Funny, I feel the same way about Triton. Performant Triton looks like CUDA (but with tiles!) except it's ten times harder to debug since it doesn't have the tooling NVIDIA provides.
If I had to run on AMD I'd rather deal with their hipify tooling.
Performant Triton programs are usually simpler and shorter than their CUDA equivalents. This alone makes it easier to write, and I would argue that it helps with debugging too because the model provides a lot more guarantees on how your code executes. That said, some of the tooling is notably poor (such as cuda-gdb support).
Agree on shorter, disagree on simpler. The hard part of understanding GPU code is knowing the reasons why algorithms are the way they are. For example, why we do a split-k decomposition when doing a matrix multiplication, or why are we loading this particular data into shared memory at this particular time, with some overlapping subset into registers.
Getting rid of the for loop over an array index doesn't make it easier to understand the hard parts. Losing the developer perf and debug tooling is absolutely not worth the tradeoff.
For me I'd rather deal with Jax or Numba, and if that still wasn't enough, I would jump straight to CUDA.
It's possible I'm an old fogey with bias, though.

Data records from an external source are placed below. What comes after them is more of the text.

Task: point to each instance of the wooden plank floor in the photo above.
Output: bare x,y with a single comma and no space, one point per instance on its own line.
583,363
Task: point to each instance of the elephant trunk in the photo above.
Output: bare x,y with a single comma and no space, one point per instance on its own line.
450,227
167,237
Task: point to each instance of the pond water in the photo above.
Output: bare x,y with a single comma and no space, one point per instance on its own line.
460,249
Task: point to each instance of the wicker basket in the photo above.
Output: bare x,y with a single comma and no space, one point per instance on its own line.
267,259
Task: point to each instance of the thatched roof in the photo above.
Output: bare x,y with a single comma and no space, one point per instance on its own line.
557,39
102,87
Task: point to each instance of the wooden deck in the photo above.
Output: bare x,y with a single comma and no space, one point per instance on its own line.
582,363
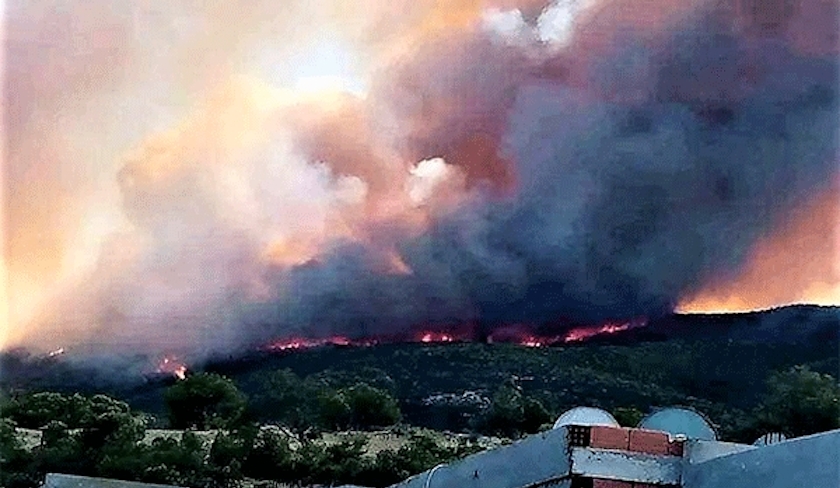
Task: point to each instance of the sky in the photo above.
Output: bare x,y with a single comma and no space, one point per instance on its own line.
214,173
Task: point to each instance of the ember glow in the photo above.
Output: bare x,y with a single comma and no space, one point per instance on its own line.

It's true that I've spent a lot more time with CUDA than with the new DSLs on the block.
I don’t think it is possible to write high performance code without understanding how the hardware works. I just think staring at code that coalesces your loads or swizzles your layouts for the hundredth time is a waste of screen space, though. Just let the compiler do it and when it gets it wrong then you can bust out the explicit code you were going to write in CUDA, anyway.
If I had to run on AMD I'd rather deal with their hipify tooling.